Hiring people with migraine is inevitable. It’s also discriminatory (and criminal!) to screen them out during the hiring process. Making appropriate accommodations for migraine-disabled employees is simply part of the cost of doing business. Budget for it or pay the price on the back end in lost productivity, reduced profits, and/or fines for violating labor laws.
It’s really not as hard as you might think.
- Institute a company-wide fragrance ban. No more perfume, cologne, scented candles, potpourri, or air fresheners — they are all common migraine triggers and make symptoms worse during attacks.
- Institute a no-smoking policy and don’t put ash trays right in front of exterior doors. This forces workers with migraine to walk through a cloud of cigarette smoke on their way in or out. Cigarette smoke is a common migraine trigger.
- Replace florescent lighting with incandescant bulbs — at least in the areas where employees with migraine must work and take breaks.
- Invest in a water delivery service to encourage all your employees to stay well hydrated as dehydration is also a common trigger.

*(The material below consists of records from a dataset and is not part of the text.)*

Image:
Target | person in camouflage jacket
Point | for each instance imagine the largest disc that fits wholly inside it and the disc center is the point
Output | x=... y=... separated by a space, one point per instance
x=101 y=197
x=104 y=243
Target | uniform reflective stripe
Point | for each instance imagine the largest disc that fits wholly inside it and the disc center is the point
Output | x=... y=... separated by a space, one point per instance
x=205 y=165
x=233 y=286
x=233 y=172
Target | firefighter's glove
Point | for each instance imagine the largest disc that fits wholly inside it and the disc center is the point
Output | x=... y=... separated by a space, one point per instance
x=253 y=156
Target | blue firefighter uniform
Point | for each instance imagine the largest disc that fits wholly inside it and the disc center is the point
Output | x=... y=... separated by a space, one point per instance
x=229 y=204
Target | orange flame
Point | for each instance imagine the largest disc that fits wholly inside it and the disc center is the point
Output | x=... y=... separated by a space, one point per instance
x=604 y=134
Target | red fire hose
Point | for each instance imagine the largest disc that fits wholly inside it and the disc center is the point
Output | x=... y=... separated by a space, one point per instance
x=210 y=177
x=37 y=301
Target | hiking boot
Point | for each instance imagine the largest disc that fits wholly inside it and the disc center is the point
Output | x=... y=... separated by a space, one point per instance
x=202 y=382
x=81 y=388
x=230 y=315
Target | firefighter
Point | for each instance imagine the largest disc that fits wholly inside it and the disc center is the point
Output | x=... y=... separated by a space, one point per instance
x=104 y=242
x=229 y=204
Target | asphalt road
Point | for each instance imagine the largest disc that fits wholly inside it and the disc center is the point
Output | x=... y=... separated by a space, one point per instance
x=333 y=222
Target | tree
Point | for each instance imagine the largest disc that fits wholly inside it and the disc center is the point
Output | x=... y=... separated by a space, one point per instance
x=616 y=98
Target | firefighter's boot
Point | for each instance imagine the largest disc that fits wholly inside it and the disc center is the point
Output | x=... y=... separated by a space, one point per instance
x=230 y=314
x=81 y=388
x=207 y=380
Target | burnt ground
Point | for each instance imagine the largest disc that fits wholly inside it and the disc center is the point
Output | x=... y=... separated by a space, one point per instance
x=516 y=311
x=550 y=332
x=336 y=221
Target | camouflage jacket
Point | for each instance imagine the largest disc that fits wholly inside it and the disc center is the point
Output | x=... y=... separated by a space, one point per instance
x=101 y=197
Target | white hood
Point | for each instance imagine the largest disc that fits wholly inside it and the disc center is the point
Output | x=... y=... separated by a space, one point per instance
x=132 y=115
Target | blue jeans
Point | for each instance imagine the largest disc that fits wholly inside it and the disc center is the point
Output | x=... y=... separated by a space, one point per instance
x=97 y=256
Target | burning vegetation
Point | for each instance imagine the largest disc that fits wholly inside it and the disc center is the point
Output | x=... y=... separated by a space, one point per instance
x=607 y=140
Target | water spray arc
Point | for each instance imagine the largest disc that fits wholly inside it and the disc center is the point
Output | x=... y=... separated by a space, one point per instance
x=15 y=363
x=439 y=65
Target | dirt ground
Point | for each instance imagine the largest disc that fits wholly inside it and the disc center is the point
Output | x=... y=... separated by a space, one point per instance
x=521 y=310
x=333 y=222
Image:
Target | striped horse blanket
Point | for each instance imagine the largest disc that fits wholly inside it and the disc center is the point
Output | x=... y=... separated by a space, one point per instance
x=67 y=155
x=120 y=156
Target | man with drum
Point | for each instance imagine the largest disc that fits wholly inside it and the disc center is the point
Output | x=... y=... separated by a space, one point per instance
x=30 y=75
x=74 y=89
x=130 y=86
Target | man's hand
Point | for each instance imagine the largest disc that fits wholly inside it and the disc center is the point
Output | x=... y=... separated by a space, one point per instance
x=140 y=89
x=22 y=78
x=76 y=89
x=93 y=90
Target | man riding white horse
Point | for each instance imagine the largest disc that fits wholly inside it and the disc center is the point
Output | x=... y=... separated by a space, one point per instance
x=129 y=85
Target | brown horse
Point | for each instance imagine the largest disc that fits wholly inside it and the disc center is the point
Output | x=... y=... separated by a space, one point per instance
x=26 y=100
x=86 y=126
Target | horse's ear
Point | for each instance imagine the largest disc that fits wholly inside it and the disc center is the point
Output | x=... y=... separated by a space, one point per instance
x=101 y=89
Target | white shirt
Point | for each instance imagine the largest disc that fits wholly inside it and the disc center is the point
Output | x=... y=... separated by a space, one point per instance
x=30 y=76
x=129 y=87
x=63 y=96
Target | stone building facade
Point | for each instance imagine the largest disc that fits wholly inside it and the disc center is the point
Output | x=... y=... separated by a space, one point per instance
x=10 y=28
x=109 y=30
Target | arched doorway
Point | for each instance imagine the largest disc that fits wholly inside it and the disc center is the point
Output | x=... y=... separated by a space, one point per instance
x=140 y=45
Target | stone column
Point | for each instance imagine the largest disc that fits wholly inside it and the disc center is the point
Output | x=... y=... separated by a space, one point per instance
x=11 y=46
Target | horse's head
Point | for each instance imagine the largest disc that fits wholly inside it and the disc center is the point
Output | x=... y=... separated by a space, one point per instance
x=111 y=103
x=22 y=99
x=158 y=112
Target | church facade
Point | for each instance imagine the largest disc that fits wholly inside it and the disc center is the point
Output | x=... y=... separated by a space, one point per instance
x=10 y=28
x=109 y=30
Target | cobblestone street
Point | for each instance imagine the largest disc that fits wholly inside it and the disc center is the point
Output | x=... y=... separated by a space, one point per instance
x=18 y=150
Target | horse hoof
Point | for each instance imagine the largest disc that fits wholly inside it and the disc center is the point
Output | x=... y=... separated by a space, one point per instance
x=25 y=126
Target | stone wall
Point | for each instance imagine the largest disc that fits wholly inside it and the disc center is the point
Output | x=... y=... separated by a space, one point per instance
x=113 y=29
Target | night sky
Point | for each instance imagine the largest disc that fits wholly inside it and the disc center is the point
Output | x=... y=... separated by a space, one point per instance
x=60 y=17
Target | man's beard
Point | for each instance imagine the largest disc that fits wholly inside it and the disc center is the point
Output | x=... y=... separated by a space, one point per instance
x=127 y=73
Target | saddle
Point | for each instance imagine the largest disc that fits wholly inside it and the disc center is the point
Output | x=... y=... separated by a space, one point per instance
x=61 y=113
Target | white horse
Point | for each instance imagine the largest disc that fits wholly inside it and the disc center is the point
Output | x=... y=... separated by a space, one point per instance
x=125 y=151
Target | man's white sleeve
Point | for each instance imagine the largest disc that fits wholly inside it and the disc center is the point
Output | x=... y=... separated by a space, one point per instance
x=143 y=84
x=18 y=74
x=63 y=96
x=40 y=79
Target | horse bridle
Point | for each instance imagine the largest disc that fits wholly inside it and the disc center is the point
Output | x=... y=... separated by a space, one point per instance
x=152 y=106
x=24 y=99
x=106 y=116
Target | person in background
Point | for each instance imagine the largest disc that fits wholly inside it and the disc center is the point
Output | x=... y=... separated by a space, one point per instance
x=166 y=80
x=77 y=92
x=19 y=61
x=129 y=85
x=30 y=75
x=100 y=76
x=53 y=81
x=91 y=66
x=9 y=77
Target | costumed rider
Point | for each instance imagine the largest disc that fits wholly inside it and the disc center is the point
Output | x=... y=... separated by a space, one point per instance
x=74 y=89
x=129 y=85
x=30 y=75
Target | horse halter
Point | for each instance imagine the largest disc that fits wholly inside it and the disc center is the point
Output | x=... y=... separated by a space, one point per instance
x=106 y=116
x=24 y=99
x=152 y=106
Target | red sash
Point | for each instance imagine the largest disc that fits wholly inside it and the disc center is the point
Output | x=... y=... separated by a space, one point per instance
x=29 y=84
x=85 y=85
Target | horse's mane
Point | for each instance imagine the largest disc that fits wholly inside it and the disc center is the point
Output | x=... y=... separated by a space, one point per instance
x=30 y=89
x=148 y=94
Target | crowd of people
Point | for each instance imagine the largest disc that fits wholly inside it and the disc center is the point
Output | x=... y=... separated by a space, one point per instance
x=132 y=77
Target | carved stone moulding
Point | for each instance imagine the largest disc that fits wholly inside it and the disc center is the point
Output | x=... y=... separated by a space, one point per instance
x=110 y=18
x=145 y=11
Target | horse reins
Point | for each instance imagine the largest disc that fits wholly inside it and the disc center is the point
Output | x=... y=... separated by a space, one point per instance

- Create a culture that encourages employees to take regular breaks and eat lunch. Skipping meals is one of the biggest migraine triggers and companies do them a disservice by unconsciously rewarding employees for “working through lunch.”
- Generously permit the use of sunglasses, tinted glasses, wide-brimmed hats, scarves, ice packs, heating pads, head phones, and ear plugs to any employee with migraine.
- Offer an alternative workspace for employees whose migraine attacks are triggered by sitting for long periods at desks:
a. Issue laptops to allow these employees to move about during the day.
b. Install anti-glare screens on monitors and permit employees to dim the brightness on monitor screens.
c. Create a comfortable work space furnished with sofas, recliners, etc.
d. Install room-darkening shades, blinds, or curtains on windows.
- Create a “rest & recovery” space that is cool, dark, and quiet where employees with migraine can retreat to recover from a migraine attack without having to “tough it out” or leave early.
- Offer flex time, telecommuting, and generous paid time off.
- Offer high quality health care benefits with low out-of-pocket costs to employees.
- Offer FLMA benefits even if you are not legally required to do so.
- Offer (and pay the premiums if you can) short-term and long-term disability insurance.
- Offer migraine-friendly options at company-hosted meals by serving foods free of artificial sugars, preservatives, nitrates (often found in deli meats), alcohol (especially red wine). You already make accommodations for vegetarians and those needing gluten-free diets so why not include the needs of migraine, too?
- Partner with companies that cater to the needs of people with migraine to offer discounted products and services to your employees.
Accommodating migraine is good for business.
Reclaim some of those 113 million lost days by making it easier and more comfortable for the 12% of of your staff with migraine. Happy, healthy, pain-free employees will produce more and improve your bottom line. You cannot afford to ignore their needs any longer.